Kate Vaiden is just as firmly rooted in local reality – in this case, the North Carolina about which Reynolds Price has been writing for more than twenty years now. The name, at once plain and elusive, might have appealed to Henry James. The echoes of ‘maiden’ and ‘evading’ are particularly apposite, for despite starting her sexual life at the age of 13, Kate remains virginal in a more important sense, never fully giving herself to anyone, always holding back from any commitment, and steadfastly evading everyone who seems to offer anything more solid. ‘Leave people before they can plan to leave you’ is her motto – she herself having been left by her parents at the age of 11, when her father shot his wife and then himself. Nor are these the last violent deaths in her life, but any summary of the plot would do the book an injustice by making it sound melodramatic. ‘The best thing about my life up to here is, nobody believes it,’ Kate tells us. But we do believe it, because we believe her: Reynolds Price has created a narrator whose speaking voice, like her life, is both extraordinary and completely credible.

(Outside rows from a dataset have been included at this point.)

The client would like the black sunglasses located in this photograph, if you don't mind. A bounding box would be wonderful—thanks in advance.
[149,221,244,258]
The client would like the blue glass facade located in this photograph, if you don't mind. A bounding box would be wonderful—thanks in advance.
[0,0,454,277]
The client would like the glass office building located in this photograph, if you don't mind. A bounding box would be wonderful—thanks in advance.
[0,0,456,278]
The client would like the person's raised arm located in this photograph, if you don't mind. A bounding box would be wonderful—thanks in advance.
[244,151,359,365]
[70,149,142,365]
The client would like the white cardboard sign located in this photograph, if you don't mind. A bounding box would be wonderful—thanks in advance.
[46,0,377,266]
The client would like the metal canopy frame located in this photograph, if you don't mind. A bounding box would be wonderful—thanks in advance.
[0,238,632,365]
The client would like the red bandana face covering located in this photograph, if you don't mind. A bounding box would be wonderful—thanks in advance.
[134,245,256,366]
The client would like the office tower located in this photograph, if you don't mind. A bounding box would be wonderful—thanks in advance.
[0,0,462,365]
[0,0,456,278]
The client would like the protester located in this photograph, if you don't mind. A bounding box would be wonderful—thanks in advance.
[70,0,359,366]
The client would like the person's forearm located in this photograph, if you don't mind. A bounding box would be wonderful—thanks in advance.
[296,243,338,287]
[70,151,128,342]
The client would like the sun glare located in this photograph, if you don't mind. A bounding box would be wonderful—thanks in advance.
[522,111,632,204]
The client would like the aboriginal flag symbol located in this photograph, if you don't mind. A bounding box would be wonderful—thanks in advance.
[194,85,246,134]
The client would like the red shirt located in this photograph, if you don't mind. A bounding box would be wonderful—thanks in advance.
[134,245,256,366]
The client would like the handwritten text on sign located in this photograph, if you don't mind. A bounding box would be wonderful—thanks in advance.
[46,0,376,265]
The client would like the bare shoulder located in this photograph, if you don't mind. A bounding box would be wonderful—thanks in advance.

Kate’s style is rich in similes and maxims, but there is no sense of strain or manipulation. Her similes have the unself-conscious quality of folk-sayings, fragments of a forgotten oral tradition, while her apophthegms sound self-evident, statements of moral fact. Within this robust structure the most delicate shades of subjectivity find shelter and flourish. Kate’s perception of other people’s motives and feelings is unfailingly scrupulous and acute, while the dialogue is charged with a lively sense of risk, of messages that go astray or are misunderstood. But for all this, Kate never ceases to be a 57-year-old white North Carolina woman, with all her limitations and prejudices, her nostalgia for a pre-consumerist America and her well-meaning but patronising attitude to blacks.

In the last fifty pages, which briefly recount Kate’s adult life, the language turns blowsy and the folksy wisdom begins to grate. But just when it seems that the book is about to fizzle out Reynolds Price delivers the decisive ending for which he has set us up, revealing both the secret reason for the tragedy that shattered Kate’s life and the answer to the unspoken question of why she is recounting it.